Jakarta, CNBC Indonesia - Nilai tukar rupiah akhirnya menguat melawan dolar Amerika Serikat (AS) pada perdagangan Rabu (13/1/2020), setelah membukukan pelemahan dalam 4 hari beruntun, dengan total 1,73%. Dolar AS yang akhirnya mengendur dan dimulainya vaksinasi massal di Indonesia membuat rupiah bertenaga.
Melansir data Refinitiv, rupiah membuka perdagangan dengan menguat 0,28% ke Rp 14.080/US$. Apresiasi rupiah bertambah hingga 0,5% ke Rp 14.050/US$.
Penguatan rupiah sedikit terpangkas, di penutupan perdagangan berada di level Rp 14.055/US$, menguat 0,46%.
Dengan penguatan tersebut, rupiah menjadi juara alias mata uang dengan kinerja terbaik di Asia pada hari ini. Hingga pukul 15:06 WIB, hanya mata uang utama Asia bergerak bervariasi, ringgit Malaysia menjadi yang terdekat dari rupiah dengan penguatan 0,37%.
Berikut pergerakan dolar AS melawan mata uang utama Asia.
Indeks dolar AS akhirnya mengalami koreksi Selasa kemarin setelah menguat 4 hari beruntun.
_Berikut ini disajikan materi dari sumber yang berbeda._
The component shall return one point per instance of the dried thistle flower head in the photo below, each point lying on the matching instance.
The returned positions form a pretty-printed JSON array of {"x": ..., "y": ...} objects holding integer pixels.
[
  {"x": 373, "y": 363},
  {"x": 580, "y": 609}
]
Koreksi tersebut masih berlanjut hingga hari ini.
Pada Rabu (6/1/2021), indeks dolar AS menyentuh level 89,209, terendah sejak Maret 2018. Tetapi di hari itu juga, indeks dolar AS bangkit dan membukukan penguatan 0,11%, dan berlanjut hingga Senin kemarin. Total penguatan selama 4 hari perdagangan tersebut sebesar 1,04%, sebelum terkoreksi 0,41% kemarin.
Patut diingat, faktor-faktor yang membuat dolar AS jeblok hingga nyaris ke level terendah 3 tahun masih ada di tahun ini. Bank sentral AS (Federal Reserve/The Fed) masih mempertahankan program pembelian aset (quantitative easing/QE) senilai US$ 120 miliar per bulan, dan suku bunga 0,25% tidak akan dinaikkan hingga tahun 2023.
Kemudian, Presiden AS terpilih Joseph 'Joe' Biden dengan Partai Demokrat juga diperkirakan akan menambah nilai stimulus fiskal.
Sehingga perekonomian AS masih akan banjir likuiditas, secara teori dolar AS masih akan tertekan.
Selain itu, hasil survei terbaru Reuters pada 4 -7 Januari terhadap 70 ahli strategi mata uang, menunjukkan sebanyak 46% memprediksi dolar AS masih akan melemah dalam 1 sampai 2 tahun ke depan. Persentase tersebut naik ketimbang survei bulan Desember lalu sebesar 39%.
Sementara yang memprediksi the greenback akan melemah lebih dari 2 tahun sebesar 10%, sama dengan hasil survei bulan lalu.
Sedangkan yang memprediksi pelemahan dolar AS hanya akan berlangsung selama 3 bulan turun menjadi 14% dari sebelumnya 15%.
Artinya, meski indeks dolar AS sempat rebound belakangan ini, tetapi ke depannya masih berisiko tertekan.